Sure, okay, you’re probably thinking this rage results from all the awards helicoptered kids have received just for showing up, which has made them believe they deserve whatever prize regardless of effort or quality of their performance.

True, my kids have accumulated shelves of trophies and hooks full of medals at the end of thick ribbons just for being part of classes and teams, but they haven’t come to expect great rewards simply for meeting expectations. Instead, like any currency, the proliferation of trophies has resulted in their devaluation. The new medal gets hung on the hook and the latest trophy pushed back on the shelf, and they wait, ignored, for their dust. As The Incredibles so effectively teaches: If everyone is special, no one is. And they see it, too.

So why, then, is your kid a jerk? Maybe it’s because you are. Here are a couple of posts from parents that were mixed in with the kid rage from above:

My daughter is so disappointed. I know there were a lot of entries and am wondering if she just couldn’t view them all.

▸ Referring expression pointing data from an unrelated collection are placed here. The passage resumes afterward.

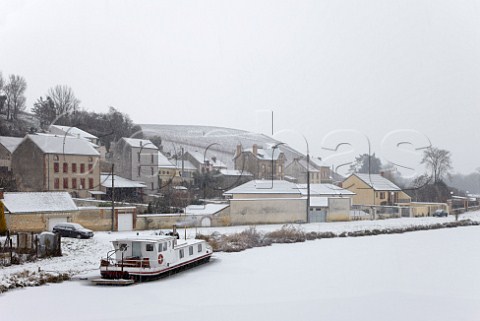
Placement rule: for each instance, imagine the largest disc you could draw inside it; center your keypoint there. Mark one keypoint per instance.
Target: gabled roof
(10, 143)
(164, 162)
(207, 209)
(234, 172)
(63, 145)
(139, 143)
(324, 189)
(312, 168)
(377, 182)
(39, 202)
(266, 154)
(119, 182)
(186, 165)
(73, 131)
(265, 187)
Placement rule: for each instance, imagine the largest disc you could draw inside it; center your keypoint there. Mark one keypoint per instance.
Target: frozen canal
(430, 275)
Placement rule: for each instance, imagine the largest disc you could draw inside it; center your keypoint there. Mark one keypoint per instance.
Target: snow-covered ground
(426, 275)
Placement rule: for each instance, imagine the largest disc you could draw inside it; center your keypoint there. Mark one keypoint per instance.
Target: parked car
(72, 230)
(440, 213)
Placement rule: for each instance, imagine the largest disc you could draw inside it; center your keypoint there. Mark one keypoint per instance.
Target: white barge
(138, 259)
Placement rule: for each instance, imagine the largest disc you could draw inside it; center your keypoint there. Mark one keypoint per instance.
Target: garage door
(54, 221)
(125, 222)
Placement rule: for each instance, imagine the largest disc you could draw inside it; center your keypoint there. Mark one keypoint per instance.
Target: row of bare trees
(12, 95)
(59, 100)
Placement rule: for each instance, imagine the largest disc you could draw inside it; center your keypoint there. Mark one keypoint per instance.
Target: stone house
(37, 212)
(7, 147)
(137, 160)
(261, 163)
(49, 163)
(374, 189)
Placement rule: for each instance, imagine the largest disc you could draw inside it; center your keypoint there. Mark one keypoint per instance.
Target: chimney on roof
(239, 150)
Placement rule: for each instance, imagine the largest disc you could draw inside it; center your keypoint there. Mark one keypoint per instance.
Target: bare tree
(63, 99)
(45, 111)
(438, 162)
(15, 96)
(3, 98)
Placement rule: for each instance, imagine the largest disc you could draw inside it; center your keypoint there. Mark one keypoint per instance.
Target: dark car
(72, 230)
(440, 213)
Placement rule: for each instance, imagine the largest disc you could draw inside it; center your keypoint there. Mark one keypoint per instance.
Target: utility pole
(113, 199)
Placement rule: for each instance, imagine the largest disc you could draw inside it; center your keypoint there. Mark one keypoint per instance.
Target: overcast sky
(331, 71)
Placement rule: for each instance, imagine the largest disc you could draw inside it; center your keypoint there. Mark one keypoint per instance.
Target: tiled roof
(39, 202)
(10, 143)
(265, 187)
(63, 145)
(73, 131)
(324, 189)
(378, 182)
(139, 143)
(119, 182)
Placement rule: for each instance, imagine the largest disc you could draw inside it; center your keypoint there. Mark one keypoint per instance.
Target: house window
(82, 183)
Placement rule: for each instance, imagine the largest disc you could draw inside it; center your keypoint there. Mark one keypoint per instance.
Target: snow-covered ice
(426, 275)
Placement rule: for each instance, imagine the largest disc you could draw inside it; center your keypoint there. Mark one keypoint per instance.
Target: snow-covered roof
(266, 154)
(378, 182)
(119, 182)
(63, 145)
(39, 202)
(324, 189)
(318, 201)
(207, 209)
(265, 187)
(234, 172)
(72, 131)
(186, 165)
(139, 143)
(164, 162)
(10, 143)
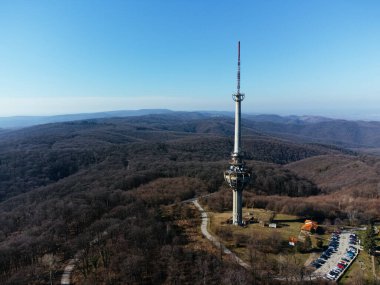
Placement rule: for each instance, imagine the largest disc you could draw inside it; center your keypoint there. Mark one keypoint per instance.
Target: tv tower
(237, 176)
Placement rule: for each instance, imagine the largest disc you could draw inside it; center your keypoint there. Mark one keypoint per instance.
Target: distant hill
(355, 175)
(101, 187)
(26, 121)
(43, 154)
(305, 129)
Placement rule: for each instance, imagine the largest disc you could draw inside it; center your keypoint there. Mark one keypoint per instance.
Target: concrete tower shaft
(237, 175)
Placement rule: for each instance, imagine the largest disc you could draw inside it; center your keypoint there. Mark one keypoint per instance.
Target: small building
(309, 226)
(292, 241)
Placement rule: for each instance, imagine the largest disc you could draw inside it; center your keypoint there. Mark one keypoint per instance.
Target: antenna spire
(238, 77)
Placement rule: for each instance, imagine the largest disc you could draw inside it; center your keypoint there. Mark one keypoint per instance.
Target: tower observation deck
(237, 175)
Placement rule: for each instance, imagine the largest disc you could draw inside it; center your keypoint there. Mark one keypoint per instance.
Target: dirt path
(66, 276)
(373, 267)
(214, 240)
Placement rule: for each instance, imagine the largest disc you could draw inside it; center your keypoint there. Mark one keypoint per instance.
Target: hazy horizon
(298, 57)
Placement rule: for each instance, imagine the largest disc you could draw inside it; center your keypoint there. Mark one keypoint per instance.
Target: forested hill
(345, 133)
(41, 155)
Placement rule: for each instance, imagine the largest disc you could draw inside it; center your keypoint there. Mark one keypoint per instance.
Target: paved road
(214, 240)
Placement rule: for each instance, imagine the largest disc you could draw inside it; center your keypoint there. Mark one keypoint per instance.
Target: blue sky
(298, 57)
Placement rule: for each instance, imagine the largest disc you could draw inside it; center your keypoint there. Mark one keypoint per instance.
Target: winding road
(214, 240)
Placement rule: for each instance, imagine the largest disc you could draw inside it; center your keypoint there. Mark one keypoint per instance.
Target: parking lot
(334, 261)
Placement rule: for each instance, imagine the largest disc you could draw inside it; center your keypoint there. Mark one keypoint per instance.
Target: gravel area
(336, 257)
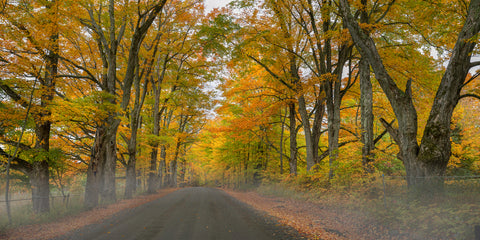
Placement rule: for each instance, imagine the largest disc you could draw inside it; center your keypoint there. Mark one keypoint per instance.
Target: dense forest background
(112, 98)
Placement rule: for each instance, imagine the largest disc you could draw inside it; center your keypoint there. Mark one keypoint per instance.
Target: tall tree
(427, 160)
(101, 172)
(35, 25)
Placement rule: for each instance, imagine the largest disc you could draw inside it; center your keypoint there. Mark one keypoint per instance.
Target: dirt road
(191, 213)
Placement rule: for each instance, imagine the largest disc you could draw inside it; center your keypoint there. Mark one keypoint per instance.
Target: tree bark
(366, 108)
(424, 164)
(293, 138)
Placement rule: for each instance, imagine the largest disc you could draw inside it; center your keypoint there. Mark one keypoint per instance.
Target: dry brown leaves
(312, 219)
(70, 223)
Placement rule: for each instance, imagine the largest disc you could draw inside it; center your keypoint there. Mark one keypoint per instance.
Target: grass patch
(451, 215)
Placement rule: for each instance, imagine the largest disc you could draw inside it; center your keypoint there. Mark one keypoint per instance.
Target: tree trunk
(424, 164)
(293, 139)
(366, 108)
(302, 109)
(95, 169)
(333, 100)
(131, 177)
(162, 168)
(152, 176)
(317, 128)
(282, 131)
(39, 179)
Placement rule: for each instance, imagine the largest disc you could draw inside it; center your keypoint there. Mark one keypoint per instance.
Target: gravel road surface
(190, 213)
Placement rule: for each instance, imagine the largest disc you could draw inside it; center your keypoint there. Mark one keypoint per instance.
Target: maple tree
(431, 156)
(161, 92)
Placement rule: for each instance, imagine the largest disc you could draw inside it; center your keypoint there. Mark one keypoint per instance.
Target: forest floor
(65, 225)
(316, 220)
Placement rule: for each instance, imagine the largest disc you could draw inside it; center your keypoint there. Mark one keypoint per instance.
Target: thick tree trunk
(293, 138)
(131, 177)
(109, 185)
(173, 173)
(424, 164)
(302, 109)
(282, 131)
(40, 175)
(39, 179)
(317, 128)
(152, 176)
(162, 168)
(366, 108)
(333, 100)
(95, 169)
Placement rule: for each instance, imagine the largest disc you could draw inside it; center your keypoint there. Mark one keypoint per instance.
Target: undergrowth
(450, 215)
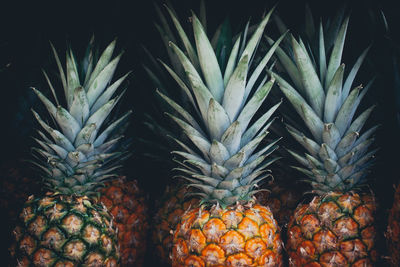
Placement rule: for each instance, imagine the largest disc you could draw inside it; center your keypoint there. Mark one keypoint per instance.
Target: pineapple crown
(162, 144)
(337, 157)
(227, 161)
(83, 149)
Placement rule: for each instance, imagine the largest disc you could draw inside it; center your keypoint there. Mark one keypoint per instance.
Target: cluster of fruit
(223, 214)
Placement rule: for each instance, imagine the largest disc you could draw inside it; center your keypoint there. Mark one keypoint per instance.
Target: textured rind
(128, 206)
(235, 236)
(63, 230)
(167, 218)
(333, 230)
(393, 230)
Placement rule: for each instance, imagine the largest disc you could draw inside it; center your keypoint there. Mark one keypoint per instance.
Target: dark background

I think my daughter’s was better than several of the winners’.
That is really discouraging. Some of these girls had fantastic stories….Most of the winners had “stories” that you could not even tell what the story was. Also, the girls with 15 AG dolls in them may not need another one….One of my daughters didn’t even get viewed and she faithfully watches every single froggy video. That was hard explaining to a 7 year old

I’m not sure what’s so difficult to explain to a seven-year-old. The more people who enter a contest, the harder it is to win, and a lot of people — a lot of people — entered this one. She (I’m assuming the writer is a mom) could praise her daughter for her hard work (if she did work hard) and perhaps even let her know how much she enjoyed helping her with the project (if she did help her). Not so difficult.

Not so difficult, too, to remind a seven-year-old what draws her again and again to the videos, why she slips bottles of Mod Podge in the shopping cart, why she hoards the empty cardboard boxes headed for recycling, why she likes to see paint stain her fingers. Not too difficult to watch her clothe her doll in the dress she stitched and glued herself and to point to it and say right out loud to her, “You made that. Good work.”

Explain to your seven-year-old, though this is more difficult, that she is a maker of things and in doing so has made herself. She won’t be a jerk. She can make her own trophies.